Video gaming boosts certain brain regions, study says

Play more video games. Researchers put Super Mario 64 to the test on a small sample of gamers and find it increases gray matter in some areas of the brain.

Amanda Kooser
Freelance writer Amanda C. Kooser covers gadgets and tech news with a twist for CNET. When not wallowing in weird gear and iPad apps for cats, she can be found tinkering with her 1956 DeSoto.
Amanda Kooser
2 min read
Super Mario 64 video game
Mario gazes out upon the world. Screenshot by GameSpot

This is your brain. This is your brain on Super Mario 64. See how the gray matter is increased? A new study published in the journal Molecular Psychiatry suggests a whole lot of benefits to playing video games.

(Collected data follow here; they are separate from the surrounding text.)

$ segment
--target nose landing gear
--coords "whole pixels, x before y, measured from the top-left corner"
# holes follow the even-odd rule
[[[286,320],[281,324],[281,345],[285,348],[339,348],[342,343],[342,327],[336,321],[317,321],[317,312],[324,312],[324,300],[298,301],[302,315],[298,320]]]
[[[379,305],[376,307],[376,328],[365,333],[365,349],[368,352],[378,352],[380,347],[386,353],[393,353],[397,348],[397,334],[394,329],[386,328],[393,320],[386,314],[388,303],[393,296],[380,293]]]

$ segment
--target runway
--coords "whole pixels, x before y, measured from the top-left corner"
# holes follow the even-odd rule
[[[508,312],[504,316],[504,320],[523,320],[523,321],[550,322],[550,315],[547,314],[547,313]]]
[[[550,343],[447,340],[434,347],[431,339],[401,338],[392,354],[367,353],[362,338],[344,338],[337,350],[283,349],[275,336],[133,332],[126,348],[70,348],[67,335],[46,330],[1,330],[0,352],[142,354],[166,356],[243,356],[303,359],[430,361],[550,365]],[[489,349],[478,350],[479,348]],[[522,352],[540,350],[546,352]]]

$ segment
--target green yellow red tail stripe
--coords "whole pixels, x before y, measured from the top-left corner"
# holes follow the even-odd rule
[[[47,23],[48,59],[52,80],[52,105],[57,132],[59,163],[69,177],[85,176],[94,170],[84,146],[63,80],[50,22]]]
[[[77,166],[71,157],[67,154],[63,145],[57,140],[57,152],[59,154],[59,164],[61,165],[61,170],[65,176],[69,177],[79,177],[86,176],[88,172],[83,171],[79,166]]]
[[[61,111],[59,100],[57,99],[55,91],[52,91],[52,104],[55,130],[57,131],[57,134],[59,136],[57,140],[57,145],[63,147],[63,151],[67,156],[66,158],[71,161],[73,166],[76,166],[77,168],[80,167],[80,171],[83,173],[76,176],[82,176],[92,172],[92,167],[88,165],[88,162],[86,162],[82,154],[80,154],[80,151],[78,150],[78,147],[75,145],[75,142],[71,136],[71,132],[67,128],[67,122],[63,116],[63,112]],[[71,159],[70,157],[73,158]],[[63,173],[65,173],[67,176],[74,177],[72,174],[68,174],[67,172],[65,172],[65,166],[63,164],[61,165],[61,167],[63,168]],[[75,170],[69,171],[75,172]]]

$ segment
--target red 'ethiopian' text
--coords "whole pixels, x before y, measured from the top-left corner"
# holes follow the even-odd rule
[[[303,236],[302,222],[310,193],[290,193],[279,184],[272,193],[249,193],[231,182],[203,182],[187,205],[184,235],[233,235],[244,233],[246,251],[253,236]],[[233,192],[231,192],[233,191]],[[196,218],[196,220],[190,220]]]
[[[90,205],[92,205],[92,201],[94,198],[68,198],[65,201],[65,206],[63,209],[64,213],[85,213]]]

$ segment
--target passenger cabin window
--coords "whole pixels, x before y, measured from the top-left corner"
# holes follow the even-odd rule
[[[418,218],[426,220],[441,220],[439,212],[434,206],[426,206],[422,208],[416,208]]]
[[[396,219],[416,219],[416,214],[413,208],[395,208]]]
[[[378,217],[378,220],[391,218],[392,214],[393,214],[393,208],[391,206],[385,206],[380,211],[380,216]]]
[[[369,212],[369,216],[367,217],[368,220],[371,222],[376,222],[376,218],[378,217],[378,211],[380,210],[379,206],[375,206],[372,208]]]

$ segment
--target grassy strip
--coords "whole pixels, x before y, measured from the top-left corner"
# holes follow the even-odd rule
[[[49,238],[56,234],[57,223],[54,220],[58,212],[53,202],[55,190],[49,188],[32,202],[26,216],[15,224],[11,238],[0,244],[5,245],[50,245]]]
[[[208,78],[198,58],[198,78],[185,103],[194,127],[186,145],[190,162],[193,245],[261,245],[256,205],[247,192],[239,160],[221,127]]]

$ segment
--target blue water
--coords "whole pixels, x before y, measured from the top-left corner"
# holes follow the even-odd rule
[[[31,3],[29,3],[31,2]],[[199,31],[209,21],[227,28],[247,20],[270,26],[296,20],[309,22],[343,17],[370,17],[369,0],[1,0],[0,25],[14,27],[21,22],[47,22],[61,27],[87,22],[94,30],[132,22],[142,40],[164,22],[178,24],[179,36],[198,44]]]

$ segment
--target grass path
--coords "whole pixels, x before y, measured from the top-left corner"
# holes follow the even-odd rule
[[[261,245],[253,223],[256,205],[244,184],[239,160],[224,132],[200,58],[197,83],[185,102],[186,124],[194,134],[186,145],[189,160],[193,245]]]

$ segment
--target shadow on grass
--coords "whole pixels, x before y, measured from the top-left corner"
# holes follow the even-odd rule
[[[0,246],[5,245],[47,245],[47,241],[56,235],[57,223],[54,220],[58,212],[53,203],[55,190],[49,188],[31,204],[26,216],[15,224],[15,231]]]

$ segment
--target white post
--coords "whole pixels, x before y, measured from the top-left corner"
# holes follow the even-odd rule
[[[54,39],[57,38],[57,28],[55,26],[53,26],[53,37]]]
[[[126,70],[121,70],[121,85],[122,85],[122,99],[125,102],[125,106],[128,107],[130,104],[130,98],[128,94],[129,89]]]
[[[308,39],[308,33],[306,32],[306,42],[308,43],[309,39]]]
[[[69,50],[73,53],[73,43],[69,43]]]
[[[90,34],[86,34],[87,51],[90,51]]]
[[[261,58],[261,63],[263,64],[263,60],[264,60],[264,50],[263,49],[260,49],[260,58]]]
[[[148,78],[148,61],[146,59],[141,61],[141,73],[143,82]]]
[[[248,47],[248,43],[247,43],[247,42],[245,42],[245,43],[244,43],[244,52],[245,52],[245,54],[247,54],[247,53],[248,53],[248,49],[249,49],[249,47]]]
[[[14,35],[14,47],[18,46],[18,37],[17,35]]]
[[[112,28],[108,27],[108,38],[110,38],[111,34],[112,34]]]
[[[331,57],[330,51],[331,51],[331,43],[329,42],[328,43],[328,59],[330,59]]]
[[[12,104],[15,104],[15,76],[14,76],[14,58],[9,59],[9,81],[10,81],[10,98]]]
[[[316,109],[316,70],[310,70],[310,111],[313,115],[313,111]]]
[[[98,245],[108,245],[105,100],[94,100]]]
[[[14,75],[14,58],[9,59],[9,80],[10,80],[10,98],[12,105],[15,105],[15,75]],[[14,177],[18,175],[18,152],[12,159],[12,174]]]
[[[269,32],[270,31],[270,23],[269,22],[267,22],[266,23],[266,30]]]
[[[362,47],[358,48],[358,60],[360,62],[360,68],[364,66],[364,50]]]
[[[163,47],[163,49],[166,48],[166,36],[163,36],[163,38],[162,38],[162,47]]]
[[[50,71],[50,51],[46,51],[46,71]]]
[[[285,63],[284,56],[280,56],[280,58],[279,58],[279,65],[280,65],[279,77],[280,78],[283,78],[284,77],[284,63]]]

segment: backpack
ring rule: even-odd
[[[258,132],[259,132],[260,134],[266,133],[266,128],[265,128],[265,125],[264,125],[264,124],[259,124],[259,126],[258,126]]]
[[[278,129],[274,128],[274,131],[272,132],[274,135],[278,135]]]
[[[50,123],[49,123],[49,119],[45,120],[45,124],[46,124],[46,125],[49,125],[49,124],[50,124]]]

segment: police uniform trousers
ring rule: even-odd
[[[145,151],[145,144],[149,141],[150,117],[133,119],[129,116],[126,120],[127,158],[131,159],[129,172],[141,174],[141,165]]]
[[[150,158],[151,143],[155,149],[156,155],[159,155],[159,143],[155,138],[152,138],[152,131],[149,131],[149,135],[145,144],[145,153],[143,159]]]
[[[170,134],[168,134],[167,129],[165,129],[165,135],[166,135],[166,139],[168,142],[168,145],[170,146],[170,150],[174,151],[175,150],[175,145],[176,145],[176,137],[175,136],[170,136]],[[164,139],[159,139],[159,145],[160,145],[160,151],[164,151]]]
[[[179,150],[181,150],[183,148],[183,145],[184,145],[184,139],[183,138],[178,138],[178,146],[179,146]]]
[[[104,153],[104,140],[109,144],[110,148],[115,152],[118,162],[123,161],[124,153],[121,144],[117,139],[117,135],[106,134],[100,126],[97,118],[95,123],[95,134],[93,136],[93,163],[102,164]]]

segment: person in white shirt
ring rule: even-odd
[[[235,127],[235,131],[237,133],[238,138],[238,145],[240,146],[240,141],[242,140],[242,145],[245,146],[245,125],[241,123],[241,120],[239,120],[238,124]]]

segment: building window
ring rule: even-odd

The study concludes that "video gaming causes increases in the brain regions responsible for spatial orientation, memory formation, and strategic planning, as well as fine motor skills."

The research was conducted jointly by the Max Planck Institute for Human Development and Charite University Medicine St. Hedwig-Krankenhaus, both located in Berlin. Scientists had 23 adults play Super Mario 64 on a Nintendo XXL for 30 minutes each day for two months. A control group played no video games for the same time period.

Brain scans showed the gamer group had "significant" increased gray matter in the right hippocampus, right prefrontal cortex, and cerebellum. There was also a correlation between the gamers' reported desire to play and the amount of the increase. You can try that as an excuse the next time someone complains about how much time you're spending with your console.

"While previous studies have shown differences in brain structure of video gamers, the present study can demonstrate the direct causal link between video gaming and a volumetric brain increase. This proves that specific brain regions can be trained by means of video games," reports Simone Kuhn, a study leader and scientist with the Max Planck Institute.

Researchers hope the information gleaned from the study could help direct the use of video games as therapy for patients with mental disorders such as post-traumatic stress disorder and schizophrenia by targeting certain areas of the brain.

Video games have already made their way into health treatments. A study by North Carolina State University found that gaming seniors were less likely to be depressed. Game mechanics have been integrated into physical therapy equipment. Re-Mission, a game that involves blasting cancer cells, was developed to help motivate young adults with cancer.

The brain research out of Germany certainly opens up more doors for studying the effects of gaming on the brain. It would be interesting to use a larger participant group, and even investigate the impact of different kinds of game. Would the study get the same results with Grand Theft Auto or Myst?